一种基于机器学习的编译优化方法、系统及装置
- 国知局
- 2024-08-05 12:07:17
本发明涉及编译处理领域,尤其涉及一种基于机器学习的编译优化方法、系统及装置。
背景技术:
1、随着计算机技术的发展,人们的工作和生活都发生了非常大的变化。与此同时,对于计算机性能的要求也越来越高,编译器是一个用于将编程语言翻译成机器语言的工具,一个优秀的编译器能够生成高效的可执行程序,充分地发挥计算机性能,满足人们对性能的要求。为了提高可执行文件的性能,编译器采取了多种编译技术对程序进行优化。在其中,对于循环的优化是一种重要的编译优化技术,能够较大地提高程序的性能,循环展开是优化循环的主要方法之一。通过循环展开技术,能够按照给定的循环展开因子,将代码中的循环复制展开,能够有效地减少循环控制语句的开销,减少了分支预测的失败,有利于指令流水线的调度,不同的循环展开因子会较大地影响循环展开的效果,因此需要设计相对应的策略来预测合适的循环展开因子。

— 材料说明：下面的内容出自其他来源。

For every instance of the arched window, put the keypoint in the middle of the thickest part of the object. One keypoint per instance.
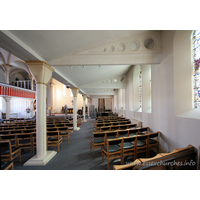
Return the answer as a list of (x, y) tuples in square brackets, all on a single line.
[(196, 68)]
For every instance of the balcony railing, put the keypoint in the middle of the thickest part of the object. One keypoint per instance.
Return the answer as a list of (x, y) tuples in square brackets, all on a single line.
[(13, 91), (26, 84)]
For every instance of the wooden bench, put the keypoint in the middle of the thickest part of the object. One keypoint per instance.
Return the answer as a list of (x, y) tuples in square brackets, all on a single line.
[(179, 158)]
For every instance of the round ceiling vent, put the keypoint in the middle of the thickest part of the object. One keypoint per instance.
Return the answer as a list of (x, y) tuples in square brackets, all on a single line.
[(134, 45), (121, 47), (112, 48)]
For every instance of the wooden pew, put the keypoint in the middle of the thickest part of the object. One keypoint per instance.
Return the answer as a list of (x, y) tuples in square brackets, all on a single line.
[(179, 158)]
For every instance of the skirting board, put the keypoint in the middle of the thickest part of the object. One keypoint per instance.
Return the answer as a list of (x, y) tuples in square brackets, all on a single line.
[(34, 161)]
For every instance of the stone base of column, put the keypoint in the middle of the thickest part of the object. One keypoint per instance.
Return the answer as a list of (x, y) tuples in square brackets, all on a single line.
[(77, 129), (34, 161)]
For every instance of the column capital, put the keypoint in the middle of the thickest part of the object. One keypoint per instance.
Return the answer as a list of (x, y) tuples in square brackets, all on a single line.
[(7, 99), (41, 71), (7, 67), (30, 76), (84, 97), (75, 91)]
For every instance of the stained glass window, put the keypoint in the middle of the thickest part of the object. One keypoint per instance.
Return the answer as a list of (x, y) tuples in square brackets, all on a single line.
[(196, 68), (140, 87)]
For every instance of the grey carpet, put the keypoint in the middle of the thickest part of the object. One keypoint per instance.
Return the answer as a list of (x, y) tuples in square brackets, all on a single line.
[(74, 156)]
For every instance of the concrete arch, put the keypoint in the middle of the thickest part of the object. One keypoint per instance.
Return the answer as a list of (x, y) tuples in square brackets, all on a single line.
[(22, 65)]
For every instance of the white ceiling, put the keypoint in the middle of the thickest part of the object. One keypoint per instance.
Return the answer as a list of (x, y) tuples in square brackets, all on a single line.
[(77, 57)]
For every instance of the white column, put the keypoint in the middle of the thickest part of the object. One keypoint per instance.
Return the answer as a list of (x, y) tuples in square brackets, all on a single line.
[(84, 98), (31, 80), (42, 73), (7, 68), (7, 99), (52, 96), (75, 93), (31, 107), (89, 100), (41, 120)]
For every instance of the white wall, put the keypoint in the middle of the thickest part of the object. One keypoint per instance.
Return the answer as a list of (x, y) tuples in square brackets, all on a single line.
[(60, 100), (176, 131), (17, 105)]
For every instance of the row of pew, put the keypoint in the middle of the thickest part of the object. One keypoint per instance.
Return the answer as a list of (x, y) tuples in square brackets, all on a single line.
[(178, 159), (17, 137)]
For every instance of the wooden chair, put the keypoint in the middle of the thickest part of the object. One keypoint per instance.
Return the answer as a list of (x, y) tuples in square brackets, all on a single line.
[(104, 128), (113, 128), (110, 135), (24, 141), (114, 123), (132, 126), (143, 130), (133, 132), (153, 142), (122, 133), (7, 165), (11, 137), (98, 127), (70, 128), (9, 153), (63, 131), (97, 141), (54, 139), (113, 150), (142, 144), (123, 126), (129, 146)]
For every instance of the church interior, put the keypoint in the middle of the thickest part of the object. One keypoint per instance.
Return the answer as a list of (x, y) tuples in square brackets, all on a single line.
[(85, 100)]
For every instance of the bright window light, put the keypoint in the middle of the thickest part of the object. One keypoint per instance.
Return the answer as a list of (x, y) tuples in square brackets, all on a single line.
[(64, 90), (0, 103)]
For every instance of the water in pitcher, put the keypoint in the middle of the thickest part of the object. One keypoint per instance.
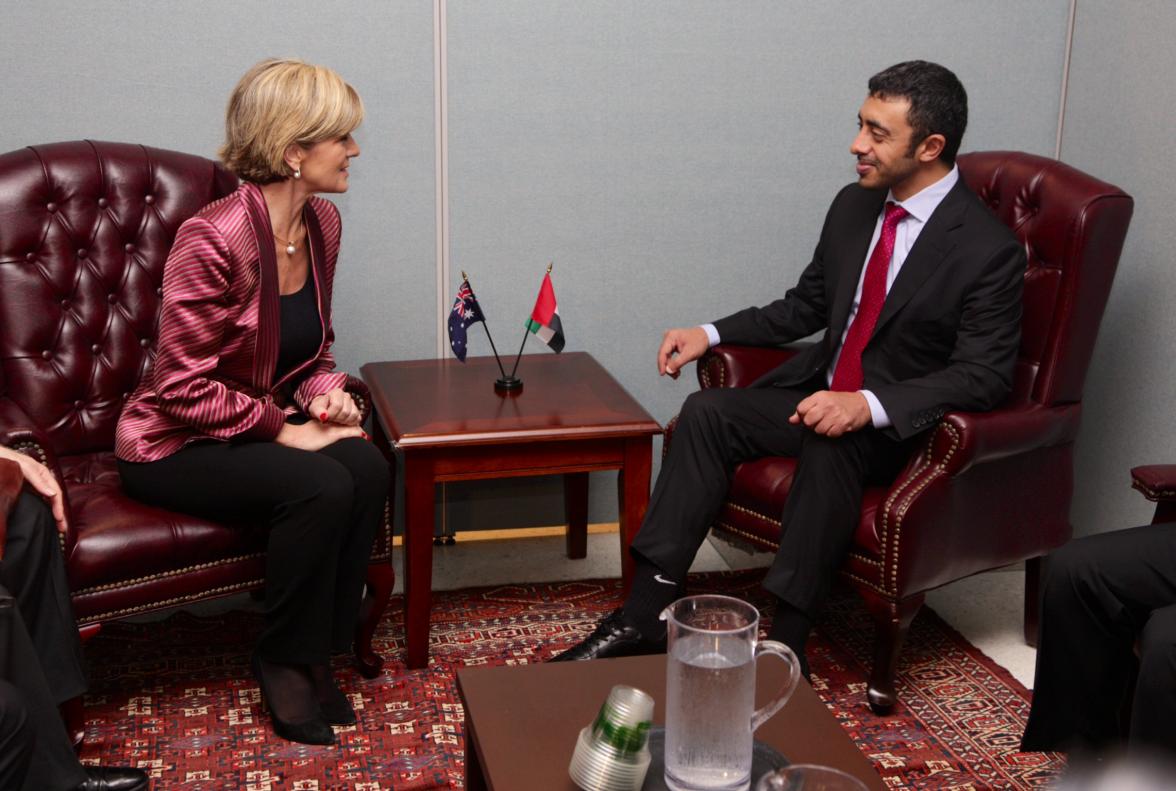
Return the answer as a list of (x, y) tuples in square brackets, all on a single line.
[(710, 691)]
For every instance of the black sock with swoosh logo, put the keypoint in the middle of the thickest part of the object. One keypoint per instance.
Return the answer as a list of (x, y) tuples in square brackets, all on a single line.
[(652, 592)]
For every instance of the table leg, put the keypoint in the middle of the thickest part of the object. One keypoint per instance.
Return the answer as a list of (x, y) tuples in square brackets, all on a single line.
[(575, 508), (475, 779), (418, 558), (633, 496)]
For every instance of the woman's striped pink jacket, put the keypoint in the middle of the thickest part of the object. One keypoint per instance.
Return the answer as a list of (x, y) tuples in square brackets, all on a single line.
[(216, 349)]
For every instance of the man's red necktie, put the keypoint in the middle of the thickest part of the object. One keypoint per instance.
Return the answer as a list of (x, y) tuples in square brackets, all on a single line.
[(848, 375)]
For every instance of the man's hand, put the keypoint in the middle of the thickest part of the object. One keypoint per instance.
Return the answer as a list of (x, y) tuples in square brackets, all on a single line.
[(335, 407), (680, 347), (315, 436), (39, 477), (833, 414)]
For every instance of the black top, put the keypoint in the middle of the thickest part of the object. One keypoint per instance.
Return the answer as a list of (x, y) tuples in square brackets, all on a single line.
[(301, 329)]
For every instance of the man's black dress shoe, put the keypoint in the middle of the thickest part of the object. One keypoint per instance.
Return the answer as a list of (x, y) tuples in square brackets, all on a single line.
[(312, 731), (113, 778), (613, 637)]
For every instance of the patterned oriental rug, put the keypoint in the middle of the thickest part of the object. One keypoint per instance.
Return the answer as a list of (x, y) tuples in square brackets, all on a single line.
[(176, 697)]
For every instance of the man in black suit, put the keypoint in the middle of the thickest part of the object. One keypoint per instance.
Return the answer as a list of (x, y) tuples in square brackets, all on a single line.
[(1107, 637), (917, 289), (40, 654)]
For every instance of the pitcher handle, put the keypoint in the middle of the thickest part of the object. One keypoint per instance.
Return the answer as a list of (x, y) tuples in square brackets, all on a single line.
[(786, 691)]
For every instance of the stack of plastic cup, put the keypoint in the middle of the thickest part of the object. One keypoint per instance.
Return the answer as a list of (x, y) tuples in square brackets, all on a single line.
[(613, 752)]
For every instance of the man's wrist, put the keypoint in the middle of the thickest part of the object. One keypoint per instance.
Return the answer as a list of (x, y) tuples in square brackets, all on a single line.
[(712, 334), (879, 419)]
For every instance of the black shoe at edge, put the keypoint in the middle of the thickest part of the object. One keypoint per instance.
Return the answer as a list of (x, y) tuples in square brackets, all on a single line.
[(613, 637), (113, 778)]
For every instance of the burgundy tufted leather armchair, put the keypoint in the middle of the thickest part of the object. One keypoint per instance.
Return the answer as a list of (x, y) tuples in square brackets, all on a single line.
[(986, 489), (85, 229)]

2、循环展开因子是一个重要的编译参数,现有的编译器中,大多使用启发式方法来确定循环展开因子,启发式方法即通过设置一系列规则,根据代码特征来确定循环展开因子。启发式方法需要人为地设计规则来计算循环展开因子,实现复杂且难度大,因为很难知道合适的循环展开因子与哪些属性相关,所以很难挑选一个合适的规则,且通常情况下,启发式方法的效果较差,距离最优情况还有较大差距,基于此循环展开因子所编译得到的代码的表现也是较差。
技术实现思路
1、有鉴于此,为了解决现有编译优化方法中根据属性关联来确定循环展开因子,进而导致其编译得到的代码表现较差的技术问题,本发明提出一种基于机器学习的编译优化方法,所述方法包括以下步骤:
2、离线阶段,获取训练集中的特征和循环展开因子作为标签;基于所述标签训练机器学习模型,得到训练完成的预测模型;
3、在线阶段,获取源程序并收集特征;将所述源程序的特征输入至训练完成的预测模型,生成预测循环展开因子;将所述预测循环展开因子写入循环的元数据中,得到带元数据的ir;对所述带元数据的ir进行编译,得到可执行程序。
4、在一些实施例中,所述特征包括选择指令数量、phi指令数量、调用指令数量、加载指令数量、存储指令数量、分支指令数量、指令的使用数、操作数数量、前缀基本块数量、后继基本块数量、不可达基本块数量、以返回指令结尾的基本块数量、以分支指令结尾的基本块数量、以条件分支指令结尾的基本块数量、循环深度、循环基本块数量和估计循环执行次数。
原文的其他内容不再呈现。